Ms. Chatardová stressed that the same level of engagement must be maintained in the years ahead, urging the world’s leaders to reaffirm their political commitment to the Agenda in 2019, when the high-level forum will also meet in September during the General Assembly.
“We do not have any time to waste,” General Assembly President Miroslav Lajčák told the meeting, focussing on four main points where progress had been made: “We have taken a sledgehammer to extreme poverty,” he began. “Innovations in healthcare are allowing people to live longer and healthier lives. Fewer children are forced to work – and more are where they belong: in school.”

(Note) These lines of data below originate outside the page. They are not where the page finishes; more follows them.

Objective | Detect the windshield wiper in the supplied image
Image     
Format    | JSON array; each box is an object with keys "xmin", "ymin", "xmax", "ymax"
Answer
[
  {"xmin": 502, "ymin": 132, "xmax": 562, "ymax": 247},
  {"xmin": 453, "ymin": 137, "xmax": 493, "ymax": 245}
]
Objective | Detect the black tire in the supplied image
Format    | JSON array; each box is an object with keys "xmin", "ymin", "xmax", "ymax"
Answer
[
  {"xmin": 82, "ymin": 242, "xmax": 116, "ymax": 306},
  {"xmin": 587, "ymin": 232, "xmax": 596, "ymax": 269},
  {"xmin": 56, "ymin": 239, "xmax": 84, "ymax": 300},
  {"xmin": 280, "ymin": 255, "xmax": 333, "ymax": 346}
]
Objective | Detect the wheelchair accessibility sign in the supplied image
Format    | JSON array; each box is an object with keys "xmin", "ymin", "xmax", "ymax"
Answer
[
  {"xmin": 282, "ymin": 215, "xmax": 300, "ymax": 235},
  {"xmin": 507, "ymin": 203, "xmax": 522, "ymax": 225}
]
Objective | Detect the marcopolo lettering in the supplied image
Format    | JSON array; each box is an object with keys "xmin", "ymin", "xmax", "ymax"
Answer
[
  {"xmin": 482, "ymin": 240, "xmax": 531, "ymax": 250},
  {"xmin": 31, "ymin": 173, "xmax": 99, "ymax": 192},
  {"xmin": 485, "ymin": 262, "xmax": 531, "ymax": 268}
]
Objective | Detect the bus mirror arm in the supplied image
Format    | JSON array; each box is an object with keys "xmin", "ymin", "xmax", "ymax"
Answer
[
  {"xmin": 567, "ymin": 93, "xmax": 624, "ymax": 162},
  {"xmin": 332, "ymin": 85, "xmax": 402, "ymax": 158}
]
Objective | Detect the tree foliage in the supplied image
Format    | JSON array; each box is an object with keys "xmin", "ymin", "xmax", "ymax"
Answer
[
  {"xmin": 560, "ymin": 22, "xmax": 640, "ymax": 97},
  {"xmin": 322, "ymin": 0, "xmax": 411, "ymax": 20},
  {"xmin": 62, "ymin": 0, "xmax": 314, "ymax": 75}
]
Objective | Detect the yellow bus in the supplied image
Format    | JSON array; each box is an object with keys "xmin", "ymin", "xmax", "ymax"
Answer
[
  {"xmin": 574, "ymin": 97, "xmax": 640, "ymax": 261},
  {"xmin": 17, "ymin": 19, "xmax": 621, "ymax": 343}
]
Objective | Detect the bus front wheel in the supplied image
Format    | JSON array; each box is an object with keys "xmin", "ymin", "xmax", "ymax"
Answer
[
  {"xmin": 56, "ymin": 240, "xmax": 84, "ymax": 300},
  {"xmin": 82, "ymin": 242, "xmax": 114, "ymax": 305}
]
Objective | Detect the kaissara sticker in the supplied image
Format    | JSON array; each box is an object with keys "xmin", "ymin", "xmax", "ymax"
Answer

In his second point, he spoke of “huge challenges ahead,” citing that gains made to reduce extreme poverty, have not benefitted everyone, with many are still dying from curable diseases. One-in-six people still lack safe drinking water; women and girls globally remain excluded or oppressed; and “the planet is, quite literally, melting,” he said.
“Moreover, we know that our demands for water, food, energy and housing are already unsustainable,” he added.
Thirdly, he painted a grim picture of how “the world would be a very scary place” without the 2030 Agenda and the Sustainable Development Goals (SDGs). Without the 17 Goals “unilateralism, protectionism and extremism would have even larger draws.”
Finally, he said better financing was as urgent priority as we “do not have enough money to meet our goals…But it is out there,” he stated. “We just need to go beyond our traditional models to get it.”
Deputy Secretary-General Amina Mohammed also highlighted progress in some areas, including maternal and child mortality; tackling childhood marriage; addressing global unemployment; and cutting the rate of forest-loss around the globe.
She also stressed that we are either moving too slowly, or losing momentum, citing that for the first time in a decade, the overall number of people who are undernourished has increased – from 777 million people in 2015, to 815 million in 2016 – fundamentally undermining our commitment to leaving no one behind.
Taking the podium, UN Youth Envoy Jayathma Wickramanayake, drew attention to the world’s 1.8 billion youth between the ages of 10 and 24, who have a key role to play in the 2030 Agenda.
“Young people will be the ones leading this agenda in the years to come. In fact, in many places they already are,” upheld the youth envoy, arguing that having been brought up in a world of technological innovation, today’s digitally-savvy youth are the world’s most interconnected generation ever.
“To solve the most pressing issues of our time, we must tap into the dynamism of young innovators, activists, entrepreneurs and advocates, who have the potential to disrupt the status quo and be a strong force for positive change,” Ms. Wickramanayake declared.